Mettre fin aux souffrances de la population

 Les députés, conscients de la souffrance des populations lors des grèves, notamment dans les secteurs de la Justice et de la Santé, ont pris leurs responsabilités et joué leur rôle. La mesure  peut paraître dure, mais il le fallait. Il le fallait,  surtout quand on sait les désagréments qu’ont subis les usagers du secteur de la Santé. Pour démontrer l’incongruité de la grève des agents de la santé, le gouvernement a offert aux syndicats de désigner un représentant de plus dans la commission chargée de la relecture et de la mise en œuvre de la réforme.
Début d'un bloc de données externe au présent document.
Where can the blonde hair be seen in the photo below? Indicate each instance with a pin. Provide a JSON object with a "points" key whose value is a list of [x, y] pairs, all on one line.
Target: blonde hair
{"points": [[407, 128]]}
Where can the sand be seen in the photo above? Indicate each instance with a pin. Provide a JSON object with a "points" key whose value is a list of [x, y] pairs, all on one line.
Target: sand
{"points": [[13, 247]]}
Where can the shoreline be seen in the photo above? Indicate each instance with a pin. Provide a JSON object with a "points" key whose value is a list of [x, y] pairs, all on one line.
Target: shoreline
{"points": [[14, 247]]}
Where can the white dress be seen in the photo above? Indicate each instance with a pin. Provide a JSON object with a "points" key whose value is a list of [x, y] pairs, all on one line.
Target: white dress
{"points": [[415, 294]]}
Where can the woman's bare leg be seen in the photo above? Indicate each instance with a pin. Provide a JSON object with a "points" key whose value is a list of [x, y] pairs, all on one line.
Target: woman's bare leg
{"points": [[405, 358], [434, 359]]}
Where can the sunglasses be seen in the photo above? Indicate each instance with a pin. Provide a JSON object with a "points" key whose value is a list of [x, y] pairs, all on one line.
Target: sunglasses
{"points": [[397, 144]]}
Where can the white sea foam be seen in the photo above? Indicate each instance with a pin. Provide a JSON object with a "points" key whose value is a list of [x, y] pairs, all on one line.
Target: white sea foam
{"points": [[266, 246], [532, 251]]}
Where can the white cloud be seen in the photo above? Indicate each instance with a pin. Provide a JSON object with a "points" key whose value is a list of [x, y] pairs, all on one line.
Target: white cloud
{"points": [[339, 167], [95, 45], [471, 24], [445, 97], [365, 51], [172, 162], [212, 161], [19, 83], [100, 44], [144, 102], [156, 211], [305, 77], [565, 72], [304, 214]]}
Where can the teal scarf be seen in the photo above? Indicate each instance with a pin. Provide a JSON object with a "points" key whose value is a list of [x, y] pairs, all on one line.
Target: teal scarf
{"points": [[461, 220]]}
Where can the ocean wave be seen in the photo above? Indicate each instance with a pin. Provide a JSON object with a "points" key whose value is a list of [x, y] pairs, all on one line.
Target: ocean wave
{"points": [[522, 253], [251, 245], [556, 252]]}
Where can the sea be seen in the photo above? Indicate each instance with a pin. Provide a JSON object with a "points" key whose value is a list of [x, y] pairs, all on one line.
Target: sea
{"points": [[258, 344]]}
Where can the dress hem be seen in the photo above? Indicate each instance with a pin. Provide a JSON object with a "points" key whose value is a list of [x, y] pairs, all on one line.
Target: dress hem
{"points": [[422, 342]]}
Mais, curieusement, ces syndicalistes exigent du gouvernement qu’il sorte leur représentant initial de la commission, sous prétexte qu’il ne les représente plus. Pire, ils exigent, s’il doit être maintenu, qu’on leur accorde deux ou trois places. Finalement, on se demande si ce ne sont pas les intérêts personnels et égoïstes qui guident certains acteurs syndicaux. Certains corps se prenant pour des dieux utilisent les attributs et la prestance liée à leur rang pour saper la vie et l’avenir des concitoyens. La réforme était urgente et il fallait la faire.